Midterm elections are a fight against ‘extremist, so-called leaders,’ Vice President Kamala Harris tells NAACP members
The vice president addressed a packed house at the Atlantic City Convention Center where the NAACP held its national convention.
Speaking to hundreds of civil rights activists gathered in Atlantic City, Vice President Kamala Harris on Monday framed the November midterm elections as an existential fight for liberty and progress, saying “extremist so-called leaders [are] attempting to undermine our democracy and assault our most fundamental freedoms.”
Harris, who delivered the 30-minute remarks to the 113th NAACP National Convention at the Atlantic City Convention Center, said the Biden administration’s positions on abortion, guns, and voting rights stem from a civil rights movement that “remains unfinished.”
“We need people who will defend our rights up and down the ballot,” she said. “We have been called to create a more fair, more equal, and more just America, so today let us recommit to answering the call.”
The vice president’s visit to the Jersey Shore was her second to the region in three days. On Saturday, she traveled to Philadelphia and met with Democratic lawmakers at a union hall in the Spring Garden section, and then accompanied state attorney general Josh Shapiro — the Democratic nominee for Pennsylvania governor — on a stop in North Philadelphia.
Harris’ trip is part of the Biden administration’s push to energize its base ahead of the November midterm elections, when Democrats will try to grow narrow majorities in Congress. The president, amid stubborn inflation and an abysmal approval rating, suffered another setback last week when Sen. Joe Manchin (D., W. Va.) signaled he wouldn’t support key climate-related elements of Biden’s economic plan.
But the vice president touted the administration’s accomplishments and said it shares in the civil-rights vision of the NAACP. She vowed the president would support exceptions to the Senate filibuster rule to protect “fundamental freedoms,” and she called for the passage of legislation that expands voting rights.
And Harris, who has led the administration’s communications on the U.S. Supreme Court’s overturning of Roe v. Wade, spoke about the rollback of abortion access in stark terms.

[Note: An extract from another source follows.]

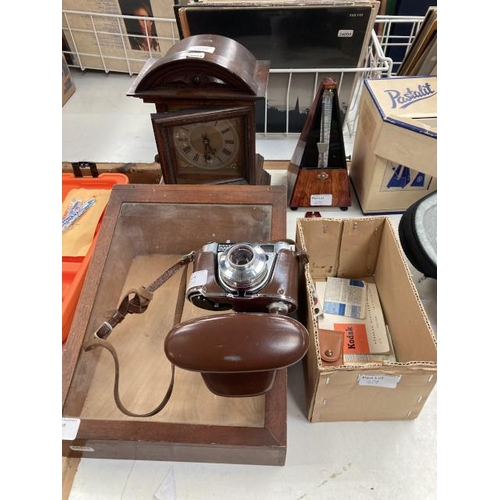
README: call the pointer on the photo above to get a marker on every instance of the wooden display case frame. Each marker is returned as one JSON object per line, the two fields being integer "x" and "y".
{"x": 132, "y": 438}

“We know, NAACP, that our country has a history of claiming ownership over human bodies,” Harris said. “And today, extremist so-called leaders are criminalizing doctors and punishing women for making health-care decisions for themselves.”
After delivering the convention’s keynote speech, Harris met with New Jersey state lawmakers in a roundtable discussion to strategize on abortion access. The right to an abortion is codified in the New Jersey state constitution, and lawmakers this month passed new provisions aimed at protecting out-of-state patients seeking abortion care.
During the conversation, which was attended by Matthew Platkin, New Jersey’s acting attorney general, and Senate Majority Leader M. Teresa Ruiz, Harris said New Jersey is a “national model of what is working.”
But she cast the overturning of Roe as “just the beginning of what is an agenda that is also about attacking other rights that flow from the right to privacy, including access to contraception and same-sex marriage.”
In a speech before Harris’, NAACP President Derrick Johnson said while the Biden administration has not delivered on some of its economic priorities, he described American democracy as under threat, imploring the membership to vote and fight against “anti-democratic forces.”
He said white supremacy and domestic terrorism are on the rise, praised the work of the U.S. House committee investigating the Jan. 6 assault on the Capitol, and referred to former President Donald Trump as “the criminal who just exited the White House.”
“We have saved America in the past, and we must do it again,” Johnson said. “Cynicism is not an option. The only way to lift up our nation and fulfill the promise of America is if we unleash the power of democracy that is alive in this room.”
Secretary of Housing and Urban Development Marcia Fudge also spoke Monday morning, rattling off the administration’s pandemic-related accomplishments and emphasizing the confirmation of Supreme Court Justice Ketanji Brown Jackson, the first Black woman to sit on the high court.
But she acknowledged the administration’s struggles even beyond its biggest spending proposals, saying major voting rights and police reform legislation backed by civil-rights activists failed to garner enough support in Congress.
“And,” she said, “I’m just as upset about it as you.”
Fudge also highlighted gun-safety legislation enacted last month that includes funding for mental health resources and incentivizes states to pass red-flag laws, which aim to keep people who may harm themselves or others from obtaining firearms.
Harris said of the legislation: “We need to do more.” She called on Congress to repeal liability shields that protect gun manufacturers and advocated for a federal assault-weapons ban.
“This issue of the need for reasonable gun-safety laws is a real issue when we are talking about the civil right,” she said. “The right that all communities should have to live in a place that is safe without weapons of war running the streets.”